Quand on investit en dollars depuis une société française, une question revient : le gain de change est-il imposé chaque année, même sans vendre ? La réponse de l'article 38-4 du CGI dépend d'une distinction simple mais décisive : s'agit-il d'un élément monétaire (du cash, une créance) ou d'un titre (une action en direct) ?
Ce que le 38-4 impose chaque année : les éléments monétaires
L'article 38-4 du CGI prévoit que les liquidités, créances et dettes libellées en devises sont évaluées à la clôture de chaque exercice au dernier cours de change connu.
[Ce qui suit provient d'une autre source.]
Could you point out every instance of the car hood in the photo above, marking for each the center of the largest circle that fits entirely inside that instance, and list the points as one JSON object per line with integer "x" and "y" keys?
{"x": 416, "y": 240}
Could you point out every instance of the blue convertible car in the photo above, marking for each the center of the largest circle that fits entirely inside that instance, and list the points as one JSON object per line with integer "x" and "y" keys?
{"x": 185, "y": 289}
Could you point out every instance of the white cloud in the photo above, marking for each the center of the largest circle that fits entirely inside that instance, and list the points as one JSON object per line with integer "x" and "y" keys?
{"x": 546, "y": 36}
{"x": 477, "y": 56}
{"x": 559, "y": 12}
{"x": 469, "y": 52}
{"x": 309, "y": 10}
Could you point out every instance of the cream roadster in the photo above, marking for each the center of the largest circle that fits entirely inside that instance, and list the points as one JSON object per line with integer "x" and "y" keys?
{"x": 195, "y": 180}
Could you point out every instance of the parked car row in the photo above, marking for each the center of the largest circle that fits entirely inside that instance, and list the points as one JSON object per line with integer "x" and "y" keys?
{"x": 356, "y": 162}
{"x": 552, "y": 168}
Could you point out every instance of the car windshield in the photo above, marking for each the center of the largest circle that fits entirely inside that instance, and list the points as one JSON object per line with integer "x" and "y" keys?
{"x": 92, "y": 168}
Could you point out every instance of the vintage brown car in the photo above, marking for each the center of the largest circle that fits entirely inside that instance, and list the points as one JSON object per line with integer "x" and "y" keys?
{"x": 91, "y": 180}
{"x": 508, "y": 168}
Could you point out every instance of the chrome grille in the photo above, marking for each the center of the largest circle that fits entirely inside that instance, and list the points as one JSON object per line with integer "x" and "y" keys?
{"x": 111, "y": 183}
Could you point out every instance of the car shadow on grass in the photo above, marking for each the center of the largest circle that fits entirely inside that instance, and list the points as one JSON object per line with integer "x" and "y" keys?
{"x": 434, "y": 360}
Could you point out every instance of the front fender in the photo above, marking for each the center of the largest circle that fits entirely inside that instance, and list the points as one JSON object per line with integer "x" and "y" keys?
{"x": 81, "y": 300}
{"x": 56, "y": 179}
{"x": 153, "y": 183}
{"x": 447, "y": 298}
L'écart de conversion qui en résulte (gain ou perte de change latent) est compris dans le résultat imposable de l'exercice — même s'il n'est pas réalisé.
Concrètement, pour une société à l'IS :
- du cash en USD sur le compte (dividendes encaissés en dollars, liquidités en attente d'investissement…) → réévalué chaque année, gain de change latent imposé ;
- une créance ou une dette en devise → idem.
C'est un vrai mark-to-market du change sur la trésorerie en devises — souvent ignoré, mais d'ampleur généralement modeste (il porte sur les liquidités, pas sur le portefeuille investi).
Ce que le 38-4 n'impose PAS : les titres en direct
Point essentiel : une action en direct (un titre vif, ex. une action américaine) est un titre, pas un élément monétaire. Pour une société ordinaire, elle reste inscrite à son coût historique en euros (converti au cours de change du jour d'acquisition) et n'est pas réévaluée à la clôture :
- ni sa variation de cours (principe de prudence : plus-values latentes non imposées, moins-values latentes provisionnées) ;
- ni sa composante de change (l'effet devise est « figé » dans le coût d'acquisition en euros).
La réévaluation annuelle du change des titres (2ᵉ alinéa du 38-4) est réservée aux établissements de crédit et entreprises d'investissement — pas à une SASU ou une EURL. Résultat : une action US en direct n'est imposée qu'à la cession, et la plus-value réalisée intègre alors naturellement l'effet de change (prix de vente en € − coût d'acquisition en €).
Tableau : qu'est-ce qui est réévalué quand on investit en USD ?
| Détenu en USD par la société | Plus-value latente imposée chaque année ? | Texte |
|---|---|---|
| Action en direct (Apple, etc.) | Non → report jusqu'à la cession (cours + change) | Coût historique / prudence |
| ETF actions monde / US (MSCI World, S&P 500) | Oui → réévaluation annuelle | 209-0 A (OPCVM) |
| ETC or | Non → report jusqu'à la cession | Hors 209-0 A et 238 septies B |
| Cash USD, créance / dette en USD | Oui → écart de conversion (souvent marginal) | 38-4 |
Conséquence contre-intuitive : une action US en direct échappe à l'imposition annuelle, alors que le même sous-jacent via un ETF (MSCI World, S&P 500) y est soumis au titre du 209-0 A. C'est un argument en faveur de la détention en direct (ou via contrat de capitalisation) pour l'exposition monde.
Ce qu'il faut retenir
- Le 38-4 impose chaque année l'écart de conversion sur les éléments monétaires en devises (cash, créances, dettes) — gain de change latent taxé.
- Une action en direct en USD n'est pas réévaluée : coût historique en euros, imposition seulement à la cession.
- La réévaluation de change des titres ne vise que les banques / entreprises d'investissement.
- Donc : action US en direct → report ; ETF US → réévalué (209-0 A) ; cash USD → écart de conversion (marginal).